Gram-negative bacteria have a large variety of channel-forming proteins in their outer membrane, generally referred to as porins. Some display weak voltage dependence. A similar trimeric channel ...former, named Triplin, displays very steep voltage dependence, rivaling that responsible for the electrical excitability of mammals, and high inter-subunit cooperativity. We report detailed insights into the molecular basis for these very unusual properties explored at the single-molecule level. By using chemical modification to reduce the charge on the voltage sensors, they were shown to be positively charged structures. Trypsin cleavage of the sensor eliminates voltage gating by cleaving the sensor. From asymmetrical addition of these reagents, the positively charged voltage sensors translocate across the membrane and are, thus, responsible energetically for the steep voltage dependence.
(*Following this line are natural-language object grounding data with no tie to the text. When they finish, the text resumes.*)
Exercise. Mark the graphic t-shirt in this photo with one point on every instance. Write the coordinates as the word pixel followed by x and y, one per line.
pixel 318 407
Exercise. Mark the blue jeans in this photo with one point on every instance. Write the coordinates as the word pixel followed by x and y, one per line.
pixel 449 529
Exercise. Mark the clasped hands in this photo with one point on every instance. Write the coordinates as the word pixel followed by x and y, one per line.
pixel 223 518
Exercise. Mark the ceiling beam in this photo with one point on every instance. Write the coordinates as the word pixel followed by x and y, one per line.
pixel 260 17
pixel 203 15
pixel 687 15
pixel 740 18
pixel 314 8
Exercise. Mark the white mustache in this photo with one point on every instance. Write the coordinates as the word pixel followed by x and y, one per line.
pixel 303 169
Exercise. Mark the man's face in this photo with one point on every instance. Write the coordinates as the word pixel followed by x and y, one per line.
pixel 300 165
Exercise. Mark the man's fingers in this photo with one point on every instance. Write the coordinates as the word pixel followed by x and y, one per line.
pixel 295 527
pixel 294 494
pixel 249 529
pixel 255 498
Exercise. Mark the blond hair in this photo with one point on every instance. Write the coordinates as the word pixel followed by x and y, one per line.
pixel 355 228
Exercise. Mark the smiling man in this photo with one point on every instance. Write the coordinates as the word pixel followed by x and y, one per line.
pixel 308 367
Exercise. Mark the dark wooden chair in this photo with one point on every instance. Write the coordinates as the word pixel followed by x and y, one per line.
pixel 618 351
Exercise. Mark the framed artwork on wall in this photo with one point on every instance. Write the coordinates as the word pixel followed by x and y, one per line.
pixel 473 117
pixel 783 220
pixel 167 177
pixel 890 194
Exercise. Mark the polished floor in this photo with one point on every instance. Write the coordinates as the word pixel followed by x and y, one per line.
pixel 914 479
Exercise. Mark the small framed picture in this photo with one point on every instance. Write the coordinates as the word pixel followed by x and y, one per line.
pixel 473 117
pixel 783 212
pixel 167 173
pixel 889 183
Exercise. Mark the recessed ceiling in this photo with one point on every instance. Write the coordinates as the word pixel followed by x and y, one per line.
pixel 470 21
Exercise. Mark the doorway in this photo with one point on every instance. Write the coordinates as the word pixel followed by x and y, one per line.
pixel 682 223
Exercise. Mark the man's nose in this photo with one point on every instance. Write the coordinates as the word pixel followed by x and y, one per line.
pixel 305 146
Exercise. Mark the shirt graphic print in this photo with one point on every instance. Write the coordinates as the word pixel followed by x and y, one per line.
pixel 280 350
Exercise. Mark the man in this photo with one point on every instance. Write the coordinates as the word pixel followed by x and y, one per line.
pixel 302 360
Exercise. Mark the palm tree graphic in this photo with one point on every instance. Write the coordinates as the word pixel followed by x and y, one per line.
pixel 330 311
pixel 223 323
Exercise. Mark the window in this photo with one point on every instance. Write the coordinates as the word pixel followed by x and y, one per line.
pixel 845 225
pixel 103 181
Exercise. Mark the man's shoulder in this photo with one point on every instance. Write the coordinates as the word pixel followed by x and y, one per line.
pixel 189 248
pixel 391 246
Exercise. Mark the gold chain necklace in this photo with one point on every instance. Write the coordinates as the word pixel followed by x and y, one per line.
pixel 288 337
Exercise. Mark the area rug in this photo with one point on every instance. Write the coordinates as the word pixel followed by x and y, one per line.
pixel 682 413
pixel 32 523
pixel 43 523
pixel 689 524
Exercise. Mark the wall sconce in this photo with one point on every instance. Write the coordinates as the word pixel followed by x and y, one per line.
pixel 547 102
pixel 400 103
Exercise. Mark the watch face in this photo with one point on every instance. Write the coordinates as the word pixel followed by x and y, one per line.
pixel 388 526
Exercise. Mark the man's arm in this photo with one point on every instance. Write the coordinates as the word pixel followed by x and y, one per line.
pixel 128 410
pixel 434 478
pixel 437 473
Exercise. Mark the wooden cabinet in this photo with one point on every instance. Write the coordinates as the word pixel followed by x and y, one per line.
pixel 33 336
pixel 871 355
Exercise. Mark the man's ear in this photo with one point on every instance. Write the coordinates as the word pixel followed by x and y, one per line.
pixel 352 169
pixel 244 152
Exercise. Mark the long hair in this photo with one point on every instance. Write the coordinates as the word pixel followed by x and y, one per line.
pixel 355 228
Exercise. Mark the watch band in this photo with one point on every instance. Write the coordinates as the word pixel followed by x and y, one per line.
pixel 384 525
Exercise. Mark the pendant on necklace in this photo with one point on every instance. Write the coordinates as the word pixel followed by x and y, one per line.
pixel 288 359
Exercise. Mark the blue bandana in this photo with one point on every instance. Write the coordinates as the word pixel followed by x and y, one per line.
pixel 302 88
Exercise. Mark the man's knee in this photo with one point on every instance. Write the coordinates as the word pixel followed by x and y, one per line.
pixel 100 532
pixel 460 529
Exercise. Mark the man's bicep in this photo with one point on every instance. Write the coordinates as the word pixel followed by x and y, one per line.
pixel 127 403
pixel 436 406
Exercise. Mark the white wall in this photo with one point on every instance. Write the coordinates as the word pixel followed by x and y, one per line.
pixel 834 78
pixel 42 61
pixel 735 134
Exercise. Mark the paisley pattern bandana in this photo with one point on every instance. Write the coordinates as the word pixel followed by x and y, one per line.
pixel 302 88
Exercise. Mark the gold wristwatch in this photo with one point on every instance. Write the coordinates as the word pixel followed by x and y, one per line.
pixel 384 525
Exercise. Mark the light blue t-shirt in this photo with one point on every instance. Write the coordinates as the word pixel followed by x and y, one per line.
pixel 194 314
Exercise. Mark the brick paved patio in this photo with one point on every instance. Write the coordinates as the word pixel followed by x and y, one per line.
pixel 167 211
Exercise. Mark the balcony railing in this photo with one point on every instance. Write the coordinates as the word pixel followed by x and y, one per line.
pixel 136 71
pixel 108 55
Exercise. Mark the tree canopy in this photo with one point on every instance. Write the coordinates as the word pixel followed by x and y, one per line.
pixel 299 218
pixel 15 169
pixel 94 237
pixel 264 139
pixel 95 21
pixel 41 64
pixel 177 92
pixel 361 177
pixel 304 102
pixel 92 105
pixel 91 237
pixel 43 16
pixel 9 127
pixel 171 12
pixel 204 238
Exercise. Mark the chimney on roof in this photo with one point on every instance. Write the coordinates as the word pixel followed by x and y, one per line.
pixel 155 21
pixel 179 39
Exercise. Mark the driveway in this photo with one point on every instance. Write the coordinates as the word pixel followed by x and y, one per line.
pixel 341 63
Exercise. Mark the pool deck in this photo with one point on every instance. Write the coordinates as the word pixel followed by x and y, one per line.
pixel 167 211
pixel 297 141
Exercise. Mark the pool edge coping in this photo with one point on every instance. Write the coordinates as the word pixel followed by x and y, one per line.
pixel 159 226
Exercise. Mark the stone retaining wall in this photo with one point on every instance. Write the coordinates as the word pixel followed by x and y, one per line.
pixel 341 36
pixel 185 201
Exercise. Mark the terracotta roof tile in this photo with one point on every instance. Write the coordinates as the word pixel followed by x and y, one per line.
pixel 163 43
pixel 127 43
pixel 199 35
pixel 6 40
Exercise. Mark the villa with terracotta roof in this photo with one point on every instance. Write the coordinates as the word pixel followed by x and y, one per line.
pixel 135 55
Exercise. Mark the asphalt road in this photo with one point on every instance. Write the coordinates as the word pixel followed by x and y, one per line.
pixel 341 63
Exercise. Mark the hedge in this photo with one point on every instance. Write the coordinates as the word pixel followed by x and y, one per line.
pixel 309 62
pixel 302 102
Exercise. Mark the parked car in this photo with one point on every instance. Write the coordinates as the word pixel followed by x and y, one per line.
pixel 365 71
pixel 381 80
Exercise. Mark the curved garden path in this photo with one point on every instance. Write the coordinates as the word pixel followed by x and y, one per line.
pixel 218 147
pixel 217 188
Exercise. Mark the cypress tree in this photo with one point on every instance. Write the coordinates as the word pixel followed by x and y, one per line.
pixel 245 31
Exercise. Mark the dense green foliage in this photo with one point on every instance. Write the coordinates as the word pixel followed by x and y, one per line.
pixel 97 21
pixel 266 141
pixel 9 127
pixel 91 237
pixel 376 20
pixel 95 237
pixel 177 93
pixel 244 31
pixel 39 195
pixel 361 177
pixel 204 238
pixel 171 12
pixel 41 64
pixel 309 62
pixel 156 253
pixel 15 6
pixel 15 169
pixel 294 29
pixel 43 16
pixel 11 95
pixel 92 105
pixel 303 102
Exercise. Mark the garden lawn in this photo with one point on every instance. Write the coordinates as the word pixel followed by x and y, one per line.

A mechanism underlying the cooperativity was also identified. Theoretical calculations indicate that the charge on the voltage sensor can explain the rectification of the current flowing through the open pores if it is located near the pore mouth in the open state. All results support the hypothesis that one of the three subunits is oriented in a direction opposite to that of the other two. These properties make Triplin perhaps the most complex pore-forming molecular machine described to date.